In response to President Obama top priority, the House Democrats introduced HR 3200–America’s Affordable Health Choices Act. This 1,018 page bill, if passed in its current form, will impose dramatic changes to the health care system. Some changes include:
- Establish a Health Insurance Exchange to facilitate comparison shopping for plans, allow small business owners to provide employees choices, including a public health plan option;
- Expand coverage for preventative and wellness services;
- Create affordability credits available to low and middle income individuals and families to make premiums affordable and reduce cost sharing;
- Offer four tiers of benefit packages so that consumers can choose the plan that best meets their health care needs, and provide transparency so complete information is available to consumers;
- Impose a surcharge on individuals who earn more that $280,000 and families who earn more than $350,000.

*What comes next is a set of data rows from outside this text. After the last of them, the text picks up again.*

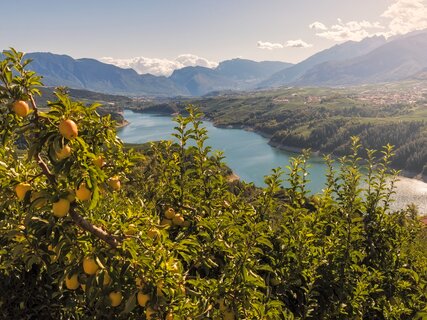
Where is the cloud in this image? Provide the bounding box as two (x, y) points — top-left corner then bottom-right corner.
(285, 39), (313, 48)
(257, 40), (312, 50)
(313, 19), (385, 41)
(257, 41), (284, 50)
(382, 0), (427, 35)
(309, 21), (327, 31)
(310, 0), (427, 42)
(100, 54), (218, 76)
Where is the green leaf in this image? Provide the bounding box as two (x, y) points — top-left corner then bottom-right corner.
(120, 292), (137, 315)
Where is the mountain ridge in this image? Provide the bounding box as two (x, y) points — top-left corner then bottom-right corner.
(23, 53), (292, 97)
(259, 35), (387, 88)
(294, 32), (427, 86)
(4, 29), (427, 96)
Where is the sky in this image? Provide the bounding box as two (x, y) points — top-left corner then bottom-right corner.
(1, 0), (427, 76)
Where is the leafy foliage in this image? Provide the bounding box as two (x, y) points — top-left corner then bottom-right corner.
(1, 50), (427, 319)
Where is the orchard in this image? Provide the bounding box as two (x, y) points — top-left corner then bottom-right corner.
(1, 49), (427, 319)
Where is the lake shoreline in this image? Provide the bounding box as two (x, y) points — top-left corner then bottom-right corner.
(124, 109), (426, 183)
(116, 119), (130, 129)
(211, 120), (427, 184)
(211, 121), (427, 213)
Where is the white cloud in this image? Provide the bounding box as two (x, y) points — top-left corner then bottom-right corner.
(257, 40), (312, 50)
(313, 19), (385, 41)
(175, 54), (218, 68)
(382, 0), (427, 35)
(100, 54), (218, 76)
(311, 0), (427, 42)
(257, 41), (284, 50)
(309, 21), (327, 31)
(285, 39), (313, 48)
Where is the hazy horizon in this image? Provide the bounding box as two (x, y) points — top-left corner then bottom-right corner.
(2, 0), (426, 76)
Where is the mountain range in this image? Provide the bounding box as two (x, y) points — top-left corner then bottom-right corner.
(259, 35), (387, 87)
(6, 29), (427, 97)
(21, 53), (292, 97)
(293, 32), (427, 86)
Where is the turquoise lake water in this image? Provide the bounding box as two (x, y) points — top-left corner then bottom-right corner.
(118, 110), (331, 193)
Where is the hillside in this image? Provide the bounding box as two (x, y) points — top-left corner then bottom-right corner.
(133, 81), (427, 179)
(35, 87), (133, 126)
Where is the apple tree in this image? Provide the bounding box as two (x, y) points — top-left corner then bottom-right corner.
(1, 49), (427, 320)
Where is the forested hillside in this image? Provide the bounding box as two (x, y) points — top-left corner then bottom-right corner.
(137, 83), (427, 178)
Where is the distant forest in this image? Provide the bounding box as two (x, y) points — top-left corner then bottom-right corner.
(268, 117), (426, 175)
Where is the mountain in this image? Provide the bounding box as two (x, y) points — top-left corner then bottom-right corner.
(168, 59), (291, 96)
(295, 31), (427, 86)
(20, 53), (291, 96)
(169, 66), (235, 96)
(215, 58), (292, 85)
(409, 68), (427, 81)
(26, 53), (186, 97)
(5, 30), (426, 97)
(260, 35), (387, 88)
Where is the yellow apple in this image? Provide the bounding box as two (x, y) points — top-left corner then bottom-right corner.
(160, 218), (173, 227)
(15, 182), (31, 201)
(164, 207), (176, 219)
(137, 291), (150, 307)
(146, 307), (156, 319)
(109, 291), (122, 307)
(59, 119), (78, 140)
(76, 182), (92, 201)
(108, 176), (121, 191)
(56, 145), (72, 160)
(165, 311), (174, 320)
(12, 100), (30, 117)
(147, 228), (160, 240)
(172, 214), (185, 226)
(52, 198), (70, 218)
(65, 274), (79, 290)
(83, 256), (99, 275)
(93, 155), (105, 168)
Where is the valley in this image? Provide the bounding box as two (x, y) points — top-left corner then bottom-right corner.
(20, 29), (427, 192)
(128, 81), (427, 180)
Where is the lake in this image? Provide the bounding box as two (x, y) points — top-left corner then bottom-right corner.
(118, 110), (331, 192)
(118, 110), (427, 213)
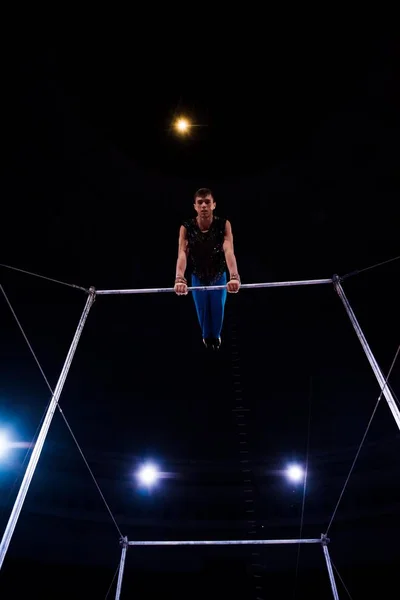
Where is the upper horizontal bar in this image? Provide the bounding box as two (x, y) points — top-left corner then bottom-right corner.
(96, 279), (332, 296)
(128, 538), (322, 546)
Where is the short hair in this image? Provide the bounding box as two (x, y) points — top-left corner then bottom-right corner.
(194, 188), (213, 201)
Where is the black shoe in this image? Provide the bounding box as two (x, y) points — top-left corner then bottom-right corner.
(210, 337), (221, 350)
(203, 337), (221, 350)
(203, 338), (212, 349)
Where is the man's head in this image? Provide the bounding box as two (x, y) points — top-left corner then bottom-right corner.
(194, 188), (216, 219)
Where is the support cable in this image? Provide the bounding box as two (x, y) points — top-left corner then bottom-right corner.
(292, 377), (313, 599)
(331, 559), (354, 600)
(325, 343), (400, 535)
(340, 254), (400, 281)
(0, 263), (89, 293)
(104, 561), (121, 600)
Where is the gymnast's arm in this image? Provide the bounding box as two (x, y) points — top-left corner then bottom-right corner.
(174, 226), (189, 295)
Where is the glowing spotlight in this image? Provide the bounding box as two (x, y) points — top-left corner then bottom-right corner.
(136, 463), (160, 487)
(175, 117), (191, 134)
(286, 464), (304, 483)
(0, 432), (10, 458)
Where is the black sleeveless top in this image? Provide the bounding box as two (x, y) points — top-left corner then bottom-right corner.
(183, 216), (227, 284)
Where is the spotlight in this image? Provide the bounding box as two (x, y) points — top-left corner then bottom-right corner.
(136, 463), (160, 487)
(286, 464), (304, 483)
(0, 432), (10, 458)
(174, 117), (191, 134)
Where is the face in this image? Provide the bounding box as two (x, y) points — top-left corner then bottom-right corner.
(194, 194), (216, 218)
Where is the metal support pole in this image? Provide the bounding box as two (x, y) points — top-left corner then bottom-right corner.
(321, 535), (340, 600)
(333, 276), (400, 430)
(115, 537), (128, 600)
(0, 288), (96, 569)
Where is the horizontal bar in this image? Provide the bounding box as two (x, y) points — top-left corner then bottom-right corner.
(128, 538), (322, 546)
(96, 279), (332, 296)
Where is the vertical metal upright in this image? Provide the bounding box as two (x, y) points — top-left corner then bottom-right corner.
(333, 276), (400, 430)
(321, 535), (340, 599)
(0, 288), (96, 569)
(115, 537), (128, 600)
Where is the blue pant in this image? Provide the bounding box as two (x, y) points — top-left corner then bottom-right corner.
(191, 272), (228, 339)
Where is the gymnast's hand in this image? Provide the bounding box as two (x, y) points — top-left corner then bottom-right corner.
(227, 275), (240, 293)
(174, 277), (188, 295)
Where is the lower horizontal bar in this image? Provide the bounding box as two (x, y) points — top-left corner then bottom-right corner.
(96, 279), (332, 295)
(128, 538), (322, 546)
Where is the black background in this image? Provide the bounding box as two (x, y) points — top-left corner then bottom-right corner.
(1, 22), (399, 599)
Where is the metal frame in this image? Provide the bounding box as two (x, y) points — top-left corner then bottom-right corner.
(333, 276), (400, 428)
(1, 275), (398, 598)
(112, 535), (339, 599)
(116, 537), (129, 600)
(321, 535), (340, 600)
(0, 287), (96, 569)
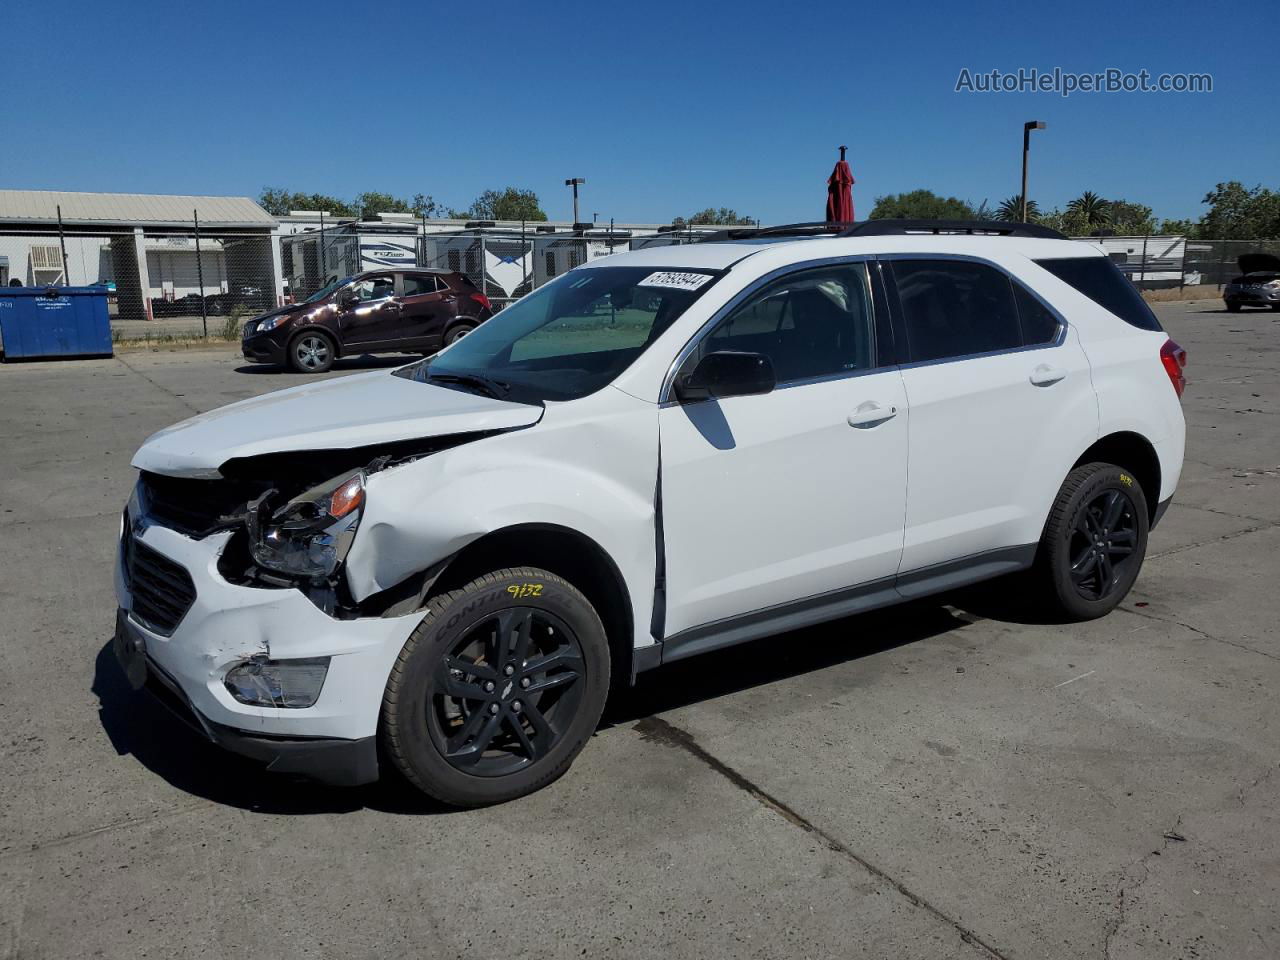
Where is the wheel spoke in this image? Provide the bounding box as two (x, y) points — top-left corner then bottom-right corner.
(522, 700), (557, 746)
(445, 706), (488, 753)
(525, 670), (578, 695)
(509, 715), (544, 761)
(1069, 543), (1096, 575)
(1110, 528), (1136, 546)
(1101, 491), (1126, 531)
(1097, 549), (1114, 589)
(523, 644), (584, 677)
(512, 609), (535, 664)
(448, 711), (505, 765)
(444, 654), (498, 683)
(437, 659), (490, 701)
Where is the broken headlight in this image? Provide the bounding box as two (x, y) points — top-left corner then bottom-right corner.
(247, 470), (365, 580)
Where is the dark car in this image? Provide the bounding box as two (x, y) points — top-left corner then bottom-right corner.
(1224, 253), (1280, 312)
(241, 269), (494, 373)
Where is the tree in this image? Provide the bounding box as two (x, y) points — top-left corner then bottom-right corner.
(996, 195), (1039, 221)
(1158, 218), (1199, 238)
(353, 191), (416, 216)
(1106, 199), (1156, 235)
(257, 188), (355, 217)
(868, 190), (975, 220)
(1199, 181), (1280, 239)
(1066, 191), (1113, 232)
(674, 207), (753, 226)
(458, 187), (548, 222)
(410, 193), (443, 218)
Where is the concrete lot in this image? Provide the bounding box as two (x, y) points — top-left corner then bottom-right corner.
(1, 299), (1277, 959)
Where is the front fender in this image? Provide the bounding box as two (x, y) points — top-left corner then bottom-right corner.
(343, 388), (660, 646)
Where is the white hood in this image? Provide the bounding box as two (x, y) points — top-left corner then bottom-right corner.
(132, 370), (543, 477)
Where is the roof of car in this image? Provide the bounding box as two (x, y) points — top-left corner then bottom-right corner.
(581, 233), (1104, 272)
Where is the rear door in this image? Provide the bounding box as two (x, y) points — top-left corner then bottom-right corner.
(660, 260), (909, 639)
(396, 273), (449, 350)
(886, 256), (1098, 579)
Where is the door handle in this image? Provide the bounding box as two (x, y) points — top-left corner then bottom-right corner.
(1029, 364), (1067, 386)
(847, 401), (897, 428)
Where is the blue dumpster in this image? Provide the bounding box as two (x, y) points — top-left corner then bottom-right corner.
(0, 286), (113, 360)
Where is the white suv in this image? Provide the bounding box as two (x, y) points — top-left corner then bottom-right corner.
(114, 220), (1187, 805)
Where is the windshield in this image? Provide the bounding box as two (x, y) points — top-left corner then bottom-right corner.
(305, 276), (350, 304)
(403, 266), (720, 401)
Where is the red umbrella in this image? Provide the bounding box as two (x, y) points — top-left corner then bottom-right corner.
(826, 145), (855, 223)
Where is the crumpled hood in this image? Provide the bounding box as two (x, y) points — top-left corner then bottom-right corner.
(133, 370), (543, 477)
(1237, 253), (1280, 276)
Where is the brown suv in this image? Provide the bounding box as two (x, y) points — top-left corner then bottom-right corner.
(241, 269), (494, 373)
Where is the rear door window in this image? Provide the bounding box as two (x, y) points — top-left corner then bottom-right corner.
(891, 260), (1022, 363)
(1034, 256), (1162, 331)
(401, 274), (439, 297)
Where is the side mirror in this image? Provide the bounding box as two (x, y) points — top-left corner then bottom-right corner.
(338, 291), (357, 309)
(677, 350), (775, 402)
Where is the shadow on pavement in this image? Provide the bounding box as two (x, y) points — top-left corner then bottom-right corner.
(92, 588), (1045, 815)
(234, 355), (417, 376)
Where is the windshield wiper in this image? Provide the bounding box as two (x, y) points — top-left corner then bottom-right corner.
(424, 371), (511, 400)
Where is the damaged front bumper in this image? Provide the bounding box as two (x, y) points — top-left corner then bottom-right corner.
(114, 521), (425, 785)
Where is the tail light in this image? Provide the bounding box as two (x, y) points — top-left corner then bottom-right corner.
(1160, 338), (1187, 398)
(469, 292), (492, 312)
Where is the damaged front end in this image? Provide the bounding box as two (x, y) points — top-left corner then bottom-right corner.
(134, 433), (490, 620)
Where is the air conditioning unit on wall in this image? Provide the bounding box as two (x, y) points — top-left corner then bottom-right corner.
(29, 244), (65, 286)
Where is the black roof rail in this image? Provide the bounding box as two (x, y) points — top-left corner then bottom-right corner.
(695, 221), (854, 243)
(839, 219), (1068, 240)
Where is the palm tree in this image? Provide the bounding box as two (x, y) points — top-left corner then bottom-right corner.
(997, 195), (1039, 222)
(1066, 191), (1112, 230)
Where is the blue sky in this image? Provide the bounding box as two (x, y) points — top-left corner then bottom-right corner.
(2, 0), (1271, 223)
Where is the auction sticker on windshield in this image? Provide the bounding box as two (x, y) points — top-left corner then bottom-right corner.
(637, 271), (715, 291)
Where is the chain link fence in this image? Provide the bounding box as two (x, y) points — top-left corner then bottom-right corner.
(0, 224), (281, 344)
(9, 222), (1270, 349)
(1070, 235), (1280, 293)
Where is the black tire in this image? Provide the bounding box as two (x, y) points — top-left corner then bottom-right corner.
(287, 330), (336, 373)
(444, 321), (476, 346)
(381, 567), (610, 807)
(1226, 301), (1242, 312)
(1035, 462), (1150, 620)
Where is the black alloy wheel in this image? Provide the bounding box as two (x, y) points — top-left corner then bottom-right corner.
(430, 606), (585, 776)
(380, 567), (610, 806)
(1037, 461), (1151, 620)
(1067, 488), (1139, 601)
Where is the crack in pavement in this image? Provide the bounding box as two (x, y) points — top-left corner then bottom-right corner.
(1103, 816), (1185, 960)
(1119, 605), (1280, 663)
(114, 354), (203, 416)
(0, 803), (206, 864)
(1149, 520), (1280, 561)
(634, 715), (1011, 960)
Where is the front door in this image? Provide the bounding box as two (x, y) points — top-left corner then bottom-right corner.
(659, 261), (909, 639)
(339, 273), (400, 346)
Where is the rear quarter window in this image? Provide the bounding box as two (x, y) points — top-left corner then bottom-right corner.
(1034, 256), (1163, 331)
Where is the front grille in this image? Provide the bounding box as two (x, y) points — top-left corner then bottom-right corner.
(140, 471), (268, 538)
(122, 525), (197, 635)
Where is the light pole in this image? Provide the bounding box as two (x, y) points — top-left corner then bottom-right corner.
(565, 178), (586, 226)
(1021, 121), (1046, 222)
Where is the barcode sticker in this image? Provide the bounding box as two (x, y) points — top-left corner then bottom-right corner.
(637, 271), (715, 291)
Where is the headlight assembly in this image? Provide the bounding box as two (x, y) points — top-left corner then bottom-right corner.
(247, 470), (365, 580)
(258, 315), (284, 332)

These are just a few highlights and there are many unanswered questions in the proposed legislation. Many Senators, both Republicans and Democrats, have expressed concerns on a variety of different parts of the bill. It seems as if overhauling the health care system could take Congress more time than the President anticipates.
If there is any sort of health care reform passed this year, individuals will need to understand what it means to them from a financial and benefits standpoint. Much of this dissemination of information will fall to employers. Wealth managers should anticipate potential health care expenses when working on planning for next year and beyond.